Like a starlet with beauty but no talent, Fort Greene's latest drinking addition, a refined tavern with all the requisite old-timey trappings, offers lots of flash and little substance. Befitting its historic locale—it hosted both a Prohibition-era candy shop and a 1950s bar—Brooklyn Public House drips with appealing period details such as vintage wallpaper, tin ceilings and salvaged-wood tables. Beer is the drink of choice, but unlike hops meccas such as Pacific Standard or Barcade, whose dynamic lists rotate based on seasonality, BPH's 16 drafts are mostly static. Warhorses—think Guinness and Blue Moon—are trotted out alongside treats like Belhaven's gently hopped Thistle IPA and Stone's floral Levitation ale. The brews are served in chilled glasses, and BPH goes the extra mile, using nitrogen instead of the standard-issue CO2 to stimulate bubbles in each keg. Still, the $6 to $9-a-pint price tag seemed inflated—a wallet pinch made more painful by the lack of a happy hour. There's no cocktail list, so don't expect any mixology wizardry, though our Manhattans and old-fashioneds were competently prepared. And the wine selection, while pleasingly priced at $7 to $10 for an ample pour, is skimpy, with just a handful of offerings that read better than they taste. Still, the baby-toting couples and young professionals who frequent this place happily pay a premium for the clean environment (the closest alternative is the dank dive Alibi) and friendly, if overeager, service. During one visit, our waitress kept interrupting our conversation to ask if we wanted more beer—before ours were halfway finished. That, incidentally, is how we left much of our food. The snappy, bacon-wrapped hot dog and crunchy homemade chips aside, the bar snacks are substandard. An onion-ring-topped burger was desert-dry, the cheddar-topped nachos mild and meager and the fish-and-chips a bust: The haddock was the picture of golden-fried perfection, but quickly disintegrated into limp, greasy lumps. In pub grub as in pubs, looks can be deceiving.—TONY
I don't like this place at all; it feels generic and the crowd even more so. FG is a cool neighborhood and this place feels too "normal." As the review stated, the food is sub-par and it's difficult to explain but it has a strange vibe. I've lived in fort greene for a long time and I couldn't quite figure out where the patrons were from. They didn't seem like fort greeners.

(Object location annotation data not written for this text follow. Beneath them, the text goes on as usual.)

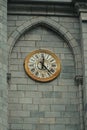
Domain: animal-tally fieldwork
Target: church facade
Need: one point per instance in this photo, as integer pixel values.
(52, 95)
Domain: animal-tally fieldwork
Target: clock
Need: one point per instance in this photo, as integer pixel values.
(42, 65)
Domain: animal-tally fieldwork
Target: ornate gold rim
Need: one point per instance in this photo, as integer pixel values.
(27, 70)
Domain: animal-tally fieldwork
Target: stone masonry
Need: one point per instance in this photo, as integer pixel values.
(3, 65)
(59, 26)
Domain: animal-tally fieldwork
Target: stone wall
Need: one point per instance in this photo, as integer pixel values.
(3, 65)
(43, 106)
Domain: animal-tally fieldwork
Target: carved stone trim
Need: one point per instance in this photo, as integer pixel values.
(79, 79)
(81, 7)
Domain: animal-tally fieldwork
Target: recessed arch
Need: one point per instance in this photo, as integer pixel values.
(54, 26)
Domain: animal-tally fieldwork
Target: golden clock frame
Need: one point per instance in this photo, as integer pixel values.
(27, 70)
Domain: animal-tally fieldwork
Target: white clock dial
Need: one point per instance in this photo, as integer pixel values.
(42, 65)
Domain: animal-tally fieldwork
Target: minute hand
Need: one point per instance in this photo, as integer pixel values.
(46, 68)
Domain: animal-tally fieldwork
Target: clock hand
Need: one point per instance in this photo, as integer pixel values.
(46, 68)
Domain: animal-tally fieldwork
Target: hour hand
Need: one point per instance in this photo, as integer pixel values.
(47, 69)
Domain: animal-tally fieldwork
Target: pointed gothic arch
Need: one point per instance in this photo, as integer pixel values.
(54, 26)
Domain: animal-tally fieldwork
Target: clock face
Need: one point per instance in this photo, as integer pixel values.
(42, 65)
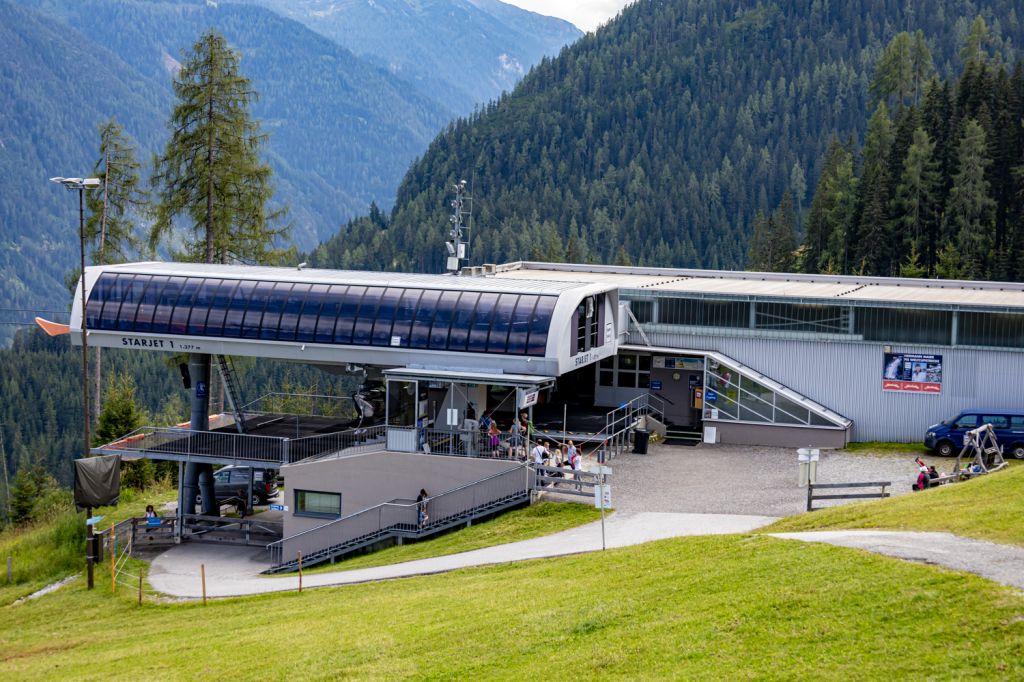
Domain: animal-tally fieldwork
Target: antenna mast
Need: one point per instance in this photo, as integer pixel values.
(457, 247)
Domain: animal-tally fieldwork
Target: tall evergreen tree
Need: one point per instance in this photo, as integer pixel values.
(970, 209)
(210, 173)
(916, 197)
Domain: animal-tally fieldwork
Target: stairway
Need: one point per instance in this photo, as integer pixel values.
(402, 530)
(230, 390)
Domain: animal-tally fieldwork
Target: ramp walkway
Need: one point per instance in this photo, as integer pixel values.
(233, 571)
(402, 519)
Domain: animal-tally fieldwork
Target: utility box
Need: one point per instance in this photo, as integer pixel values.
(807, 458)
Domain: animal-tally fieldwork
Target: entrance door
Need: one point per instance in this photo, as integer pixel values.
(677, 382)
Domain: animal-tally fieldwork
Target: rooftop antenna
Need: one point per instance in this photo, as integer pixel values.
(457, 246)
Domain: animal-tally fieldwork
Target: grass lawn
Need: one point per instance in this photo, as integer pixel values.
(48, 551)
(987, 508)
(718, 607)
(542, 518)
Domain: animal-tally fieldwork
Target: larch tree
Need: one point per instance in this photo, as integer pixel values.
(210, 175)
(970, 209)
(111, 229)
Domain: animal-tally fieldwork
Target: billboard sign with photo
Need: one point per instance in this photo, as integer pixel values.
(911, 373)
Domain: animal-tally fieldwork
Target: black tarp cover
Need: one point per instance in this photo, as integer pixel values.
(97, 481)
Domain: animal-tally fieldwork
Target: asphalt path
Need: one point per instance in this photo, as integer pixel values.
(1001, 563)
(233, 571)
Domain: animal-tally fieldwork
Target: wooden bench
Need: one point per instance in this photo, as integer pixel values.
(849, 496)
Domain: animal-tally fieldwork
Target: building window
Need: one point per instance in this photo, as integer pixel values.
(314, 503)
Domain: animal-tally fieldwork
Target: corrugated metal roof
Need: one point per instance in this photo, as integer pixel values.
(408, 280)
(778, 285)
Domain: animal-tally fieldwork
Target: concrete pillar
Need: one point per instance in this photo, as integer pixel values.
(199, 376)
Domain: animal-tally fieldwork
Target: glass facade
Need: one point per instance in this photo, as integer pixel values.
(732, 395)
(338, 314)
(866, 322)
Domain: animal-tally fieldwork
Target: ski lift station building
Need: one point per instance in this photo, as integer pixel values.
(741, 357)
(709, 356)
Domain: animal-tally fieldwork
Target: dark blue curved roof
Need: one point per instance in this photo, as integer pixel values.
(308, 312)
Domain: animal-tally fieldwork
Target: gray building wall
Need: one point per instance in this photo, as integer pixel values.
(847, 378)
(373, 478)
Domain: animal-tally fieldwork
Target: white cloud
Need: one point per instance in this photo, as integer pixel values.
(586, 14)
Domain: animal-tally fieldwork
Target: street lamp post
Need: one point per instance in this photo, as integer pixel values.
(82, 184)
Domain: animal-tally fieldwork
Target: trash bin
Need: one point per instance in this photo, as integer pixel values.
(640, 439)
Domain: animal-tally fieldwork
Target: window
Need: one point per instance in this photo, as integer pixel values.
(403, 315)
(269, 328)
(480, 328)
(306, 331)
(363, 331)
(967, 422)
(539, 326)
(290, 314)
(186, 303)
(254, 311)
(519, 329)
(165, 305)
(384, 317)
(314, 503)
(442, 320)
(420, 334)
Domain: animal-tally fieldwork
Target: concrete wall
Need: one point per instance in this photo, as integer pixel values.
(367, 480)
(847, 378)
(778, 436)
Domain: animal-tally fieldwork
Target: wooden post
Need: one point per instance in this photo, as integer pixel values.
(112, 550)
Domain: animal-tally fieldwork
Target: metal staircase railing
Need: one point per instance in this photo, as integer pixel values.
(230, 390)
(391, 519)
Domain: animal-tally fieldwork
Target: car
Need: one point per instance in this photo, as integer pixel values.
(946, 438)
(232, 482)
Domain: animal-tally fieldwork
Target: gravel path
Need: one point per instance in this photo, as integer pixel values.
(741, 479)
(232, 571)
(1001, 563)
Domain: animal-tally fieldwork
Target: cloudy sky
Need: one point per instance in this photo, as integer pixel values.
(587, 14)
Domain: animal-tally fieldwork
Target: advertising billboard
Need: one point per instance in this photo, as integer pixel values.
(911, 373)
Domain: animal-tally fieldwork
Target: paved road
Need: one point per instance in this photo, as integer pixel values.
(233, 571)
(1001, 563)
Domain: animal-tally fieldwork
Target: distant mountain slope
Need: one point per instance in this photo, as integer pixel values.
(658, 137)
(342, 131)
(55, 86)
(462, 52)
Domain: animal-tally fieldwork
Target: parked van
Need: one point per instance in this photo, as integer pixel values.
(946, 438)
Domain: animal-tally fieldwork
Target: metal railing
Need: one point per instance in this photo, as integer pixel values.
(377, 522)
(303, 405)
(185, 443)
(352, 440)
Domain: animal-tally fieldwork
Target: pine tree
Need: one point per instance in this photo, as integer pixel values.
(210, 173)
(970, 209)
(916, 197)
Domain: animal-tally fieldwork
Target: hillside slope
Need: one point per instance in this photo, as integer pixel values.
(460, 52)
(658, 137)
(342, 132)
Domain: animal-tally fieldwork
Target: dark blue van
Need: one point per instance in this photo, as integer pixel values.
(946, 438)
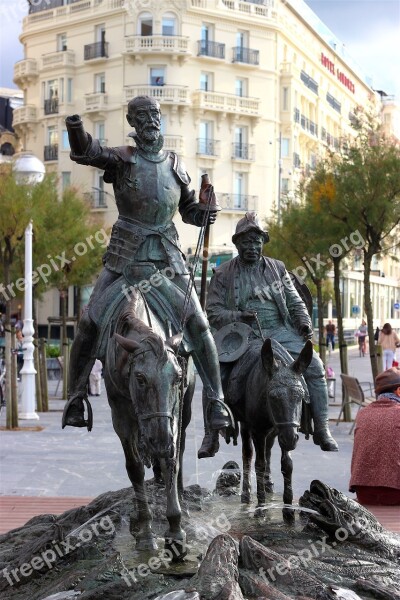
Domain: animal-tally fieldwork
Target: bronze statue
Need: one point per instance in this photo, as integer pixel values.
(150, 185)
(259, 292)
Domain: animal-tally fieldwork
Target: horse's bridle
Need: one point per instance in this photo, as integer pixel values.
(153, 415)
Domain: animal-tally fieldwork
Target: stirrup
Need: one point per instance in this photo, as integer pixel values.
(88, 423)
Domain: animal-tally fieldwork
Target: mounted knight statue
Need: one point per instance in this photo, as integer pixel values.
(252, 298)
(144, 255)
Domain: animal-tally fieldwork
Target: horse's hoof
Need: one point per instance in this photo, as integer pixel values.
(146, 544)
(245, 498)
(260, 511)
(288, 516)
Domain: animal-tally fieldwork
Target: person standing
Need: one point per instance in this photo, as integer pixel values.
(389, 340)
(375, 472)
(330, 334)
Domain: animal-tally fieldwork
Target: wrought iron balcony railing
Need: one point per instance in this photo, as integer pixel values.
(51, 106)
(243, 151)
(207, 146)
(96, 50)
(245, 55)
(213, 49)
(51, 152)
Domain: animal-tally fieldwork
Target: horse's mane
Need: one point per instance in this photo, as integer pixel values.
(127, 321)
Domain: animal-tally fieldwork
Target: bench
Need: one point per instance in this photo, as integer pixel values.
(355, 394)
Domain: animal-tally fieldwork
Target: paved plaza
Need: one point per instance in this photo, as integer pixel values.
(74, 463)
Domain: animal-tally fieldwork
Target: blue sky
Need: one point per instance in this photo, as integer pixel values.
(370, 30)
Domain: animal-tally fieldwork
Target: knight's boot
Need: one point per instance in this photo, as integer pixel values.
(322, 436)
(210, 444)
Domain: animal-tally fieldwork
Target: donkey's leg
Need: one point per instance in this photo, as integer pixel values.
(247, 455)
(287, 469)
(268, 483)
(259, 445)
(145, 539)
(175, 537)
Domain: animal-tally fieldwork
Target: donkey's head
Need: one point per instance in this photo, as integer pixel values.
(285, 392)
(154, 385)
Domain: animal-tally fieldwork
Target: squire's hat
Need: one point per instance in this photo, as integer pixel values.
(249, 222)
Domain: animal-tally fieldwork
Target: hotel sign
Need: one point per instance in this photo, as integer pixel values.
(328, 64)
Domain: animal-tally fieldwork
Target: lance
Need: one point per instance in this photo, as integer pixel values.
(209, 203)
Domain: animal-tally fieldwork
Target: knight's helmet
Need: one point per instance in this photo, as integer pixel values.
(250, 222)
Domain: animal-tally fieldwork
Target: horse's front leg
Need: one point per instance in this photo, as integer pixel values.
(268, 483)
(145, 538)
(259, 445)
(247, 455)
(287, 469)
(175, 537)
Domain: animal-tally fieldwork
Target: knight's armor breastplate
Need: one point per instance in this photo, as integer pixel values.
(147, 194)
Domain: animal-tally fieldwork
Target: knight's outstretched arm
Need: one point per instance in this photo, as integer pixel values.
(84, 149)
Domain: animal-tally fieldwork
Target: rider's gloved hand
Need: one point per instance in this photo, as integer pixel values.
(306, 331)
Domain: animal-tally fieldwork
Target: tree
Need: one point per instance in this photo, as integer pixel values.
(68, 241)
(367, 198)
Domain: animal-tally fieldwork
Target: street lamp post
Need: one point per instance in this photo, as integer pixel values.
(29, 170)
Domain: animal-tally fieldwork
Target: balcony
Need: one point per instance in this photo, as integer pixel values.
(309, 82)
(237, 202)
(165, 94)
(210, 49)
(174, 143)
(57, 60)
(243, 152)
(208, 147)
(226, 103)
(25, 71)
(171, 45)
(51, 152)
(24, 115)
(245, 56)
(95, 50)
(51, 106)
(96, 102)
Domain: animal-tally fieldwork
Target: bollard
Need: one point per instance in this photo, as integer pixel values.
(43, 374)
(38, 384)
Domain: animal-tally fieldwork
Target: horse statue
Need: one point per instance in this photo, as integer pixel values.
(268, 404)
(149, 391)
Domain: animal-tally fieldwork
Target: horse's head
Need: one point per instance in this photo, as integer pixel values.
(154, 385)
(285, 392)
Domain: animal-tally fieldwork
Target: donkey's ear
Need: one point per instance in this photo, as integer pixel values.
(304, 358)
(267, 357)
(128, 345)
(175, 341)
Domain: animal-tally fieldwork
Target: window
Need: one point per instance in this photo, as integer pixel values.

This place is great spot for a chillin pint during the week and a great social scene on fridays & saturdays.. They recently got in a new Chef and the food is amazing... Time out reviewer I think you need to pay it another visit...Great barman there who won't leave you hanging
Some corrections: There is a happy hour, but it's for specific drinks and it's not generous. They don't allow children on the premises after 5pm. Not so kid-populated. To be fair, this place only opened a little while ago. I'm not sure your judgment on what constitutes static vs. dynamic selection is valid.